Chocolate Donuts with Matcha Glaze
Chocolate and matcha make an unexpectedly good match, and it is proven in this recipe for cakey chocolate donuts with a slightly buttery matcha glaze.
– 1 cup all-purpose flour, sifted
– 1/4 cup unsweetened cocoa, sifted
– 1/2 teaspoon baking soda
– Pinch of salt
– 1/2 cup sugar
– 1/2 cup milk (dairy or non-dairy)
– 1 large egg
– 2 tablespoons neutral-flavored vegetable oil
– 1 teaspoon vanilla extract
- 3 tablespoons unsalted butter, melted and slightly cooled
- 2 teaspoons Kiss Me Organics Culinary Grade matcha powder, leveled off
- 1 teaspoon vanilla
- 1 cup confectioners' sugar
- 3 tablespoons milk (dairy or non-dairy)
NOTE: You will need a donut pan for this recipe, if that isn't already quite obvious!
1.) Preheat oven to 350°F. Lightly grease the inside of a donut pan’s cavities. Set aside.
2.) In a large bowl, whisk together flour, cocoa, baking soda, sugar, and salt. In a separate small bowl, whisk together milk, egg, oil, and vanilla extract. Pour wet mixture into dry mixture and stir / fold to combine.
3.) Transfer mixture to a pastry bag or a gallon-sized seal-top plastic bag; if using plastic bag, cut off small corner to pipe out mixture.
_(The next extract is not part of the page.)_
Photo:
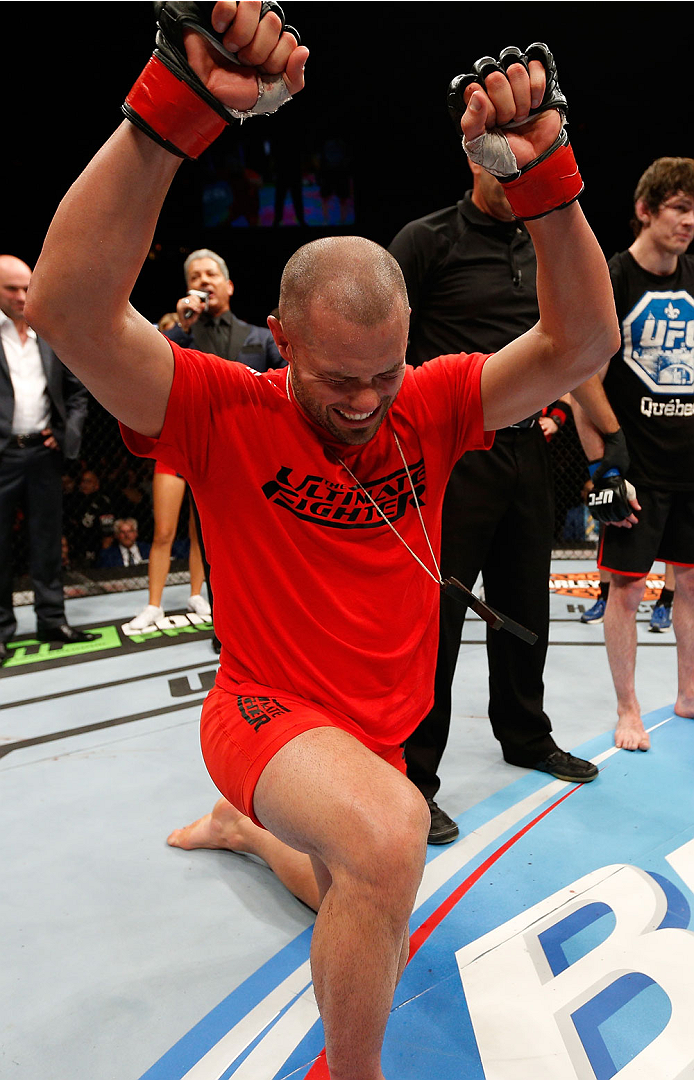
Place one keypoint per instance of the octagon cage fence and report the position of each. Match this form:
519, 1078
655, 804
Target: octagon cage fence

Evenly pipe mixture into cavities of donut pan.
4.) Place in oven and bake for 10 minutes. Remove from oven and place pan on cooling rack for 15 minutes; carefully remove donuts from pan and allow to continue cooling on cooling rack.
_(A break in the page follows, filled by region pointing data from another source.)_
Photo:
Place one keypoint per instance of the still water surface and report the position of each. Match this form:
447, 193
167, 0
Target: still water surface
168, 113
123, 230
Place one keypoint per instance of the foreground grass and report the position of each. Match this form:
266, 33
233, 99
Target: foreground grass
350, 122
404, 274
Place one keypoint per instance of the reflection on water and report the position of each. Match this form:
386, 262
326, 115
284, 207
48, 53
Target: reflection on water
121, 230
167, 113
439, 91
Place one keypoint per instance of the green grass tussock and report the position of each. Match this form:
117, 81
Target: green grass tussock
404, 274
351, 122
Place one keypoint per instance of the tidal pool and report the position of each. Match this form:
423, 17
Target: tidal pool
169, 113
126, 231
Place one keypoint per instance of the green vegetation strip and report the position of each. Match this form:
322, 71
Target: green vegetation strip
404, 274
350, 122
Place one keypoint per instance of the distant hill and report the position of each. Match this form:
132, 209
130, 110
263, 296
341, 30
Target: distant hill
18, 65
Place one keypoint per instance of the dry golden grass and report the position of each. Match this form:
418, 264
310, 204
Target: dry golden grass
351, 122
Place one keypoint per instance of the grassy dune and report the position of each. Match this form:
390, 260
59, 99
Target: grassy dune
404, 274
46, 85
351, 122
5.) Once donuts are room temperature, melt butter (either on the stovetop or in a microwave) and allow to cool slightly, 2 - 3 minutes. Add matcha and vanilla and mix until combined. Place confectioners' sugar in a large bowl. Add in butter matcha mixture and stir to combine. Add in milk, one tablespoon at a time, and mix until combined. Carefully dip one side of a donut into the glaze and place on cooling rack to drip dry, glaze side up. Allow glaze to set and dry for at least 30 minutes.